Le splendide Gewurztraminer grand cru Sporen 2007 titrant 14°, titulaire de la médaille d’or décernée à Strasbourg en mai 2009 «Gewurztraminer du monde». Signalons aussi le très fin et élégant Riesling Grand Cru Schoenenbourg 2004.

- de la Cave des Vignerons de Pfaffenheim, qui depuis des années, par son prestige et son renom en Alsace, est la caution de fait de la manifestation annuelle du Grand Hôtel et qui est titulaire de trois grands crus: Goldert, Steinert et Zinnkoepflé. On ne peut que retenir l’ensemble de ses vins, tous d’une parfaite élégance, parmi lesquels le Gewurztraminer Grand Cru Zinnkoepflé 2007, très puissant, titrant 14°…

Quelques autres très beaux vins

À l’automne, une présentation de l’ensemble, cette fois, des vins d’Alsace, correspondant aux sept cépages principaux et aux trois appellations d’origine contrôlée (AOC) le concernant, vient compléter celle du Grand Hôtel. Elle a pour cible les sommeliers et les professionnels du vin à tous égards y compris cavistes et restaurateurs. Elle a lieu depuis quelques années à l’Atelier Richelieu, 60, rue de Richelieu Paris 2e. Elle s’est déroulée en 2009 le 21 septembre.

Cet événement d’esprit différent de celui de mars est spécialement enrichissant par l’abondance de l’information prodiguée et la très grande pluralité de sa fréquentation, tant alsacienne qu’étrangère, de plus en plus nombreuse, de tous pays.

Y sont perpétuellement rappelées les structures de l’entité viti-vinicole «Alsace» et particulièrement les 3 appellations d’origine contrôlée sur lesquelles nous revenons:

- l’AOC Alsace, définie en 1962 représente 74% de la production.

- l’AOC Alsace grand cru, déjà évoquée.

- l’AOC Crémant d’Alsace, définie en 1976, représente 22% de la production.
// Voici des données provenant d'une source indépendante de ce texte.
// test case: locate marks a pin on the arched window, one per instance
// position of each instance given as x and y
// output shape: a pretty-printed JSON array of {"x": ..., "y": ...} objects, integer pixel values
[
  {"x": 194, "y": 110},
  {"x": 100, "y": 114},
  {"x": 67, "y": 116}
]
Les vins d’Alsace, hormis le crémant, sont toujours vendus dans la flûte typique qui leur est réservé par la réglementation et, depuis 1972, obligatoirement mis en bouteilles dans leur régime de production.

Quelques exemples d’AOC Alsace de bel équilibre

- Pinot noir 2007 de Clément Lissner à Wolxheim (67) destiné à accompagner les charcuteries

- Riesling 2004 «Les Ecaillers» de Léon Beyer à Eguisheim (68) destiné à accompagner les poissons sauvages d’Alaska

- Gewurztraminer 2007 cuvée Anne-Cécile d’Albert Ziegler à Orschwihr (68), à marier au fromage de Munster ou autres…

- Pinot noir 2004 lieu-dit Burlenberg, de Marcel Deiss et Fils à Bergheim (68), un vin généreux (13,5°) et de grande potentialité de garde à marier aux produits tripiers et autres accompagnements des très grands rouges d’Alsace

- Crémant d’Alsace de Riesling brut du domaine André Dussourt à Scherwiller (67), un effervescent magnifique à marier aux huîtres et moules de Bouchot, etc.

Notons que beaucoup de viticulteurs alsaciens sont passés au «biologique» ou ont des parcelles en voie de conversion, de telle sorte à répondre aux exigences de ce nouveau marché. Saluons pour conclure le caractère très vivant, dynamique et inventif, dans le scrupuleux respect de l’authenticité, du vignoble d’Alsace!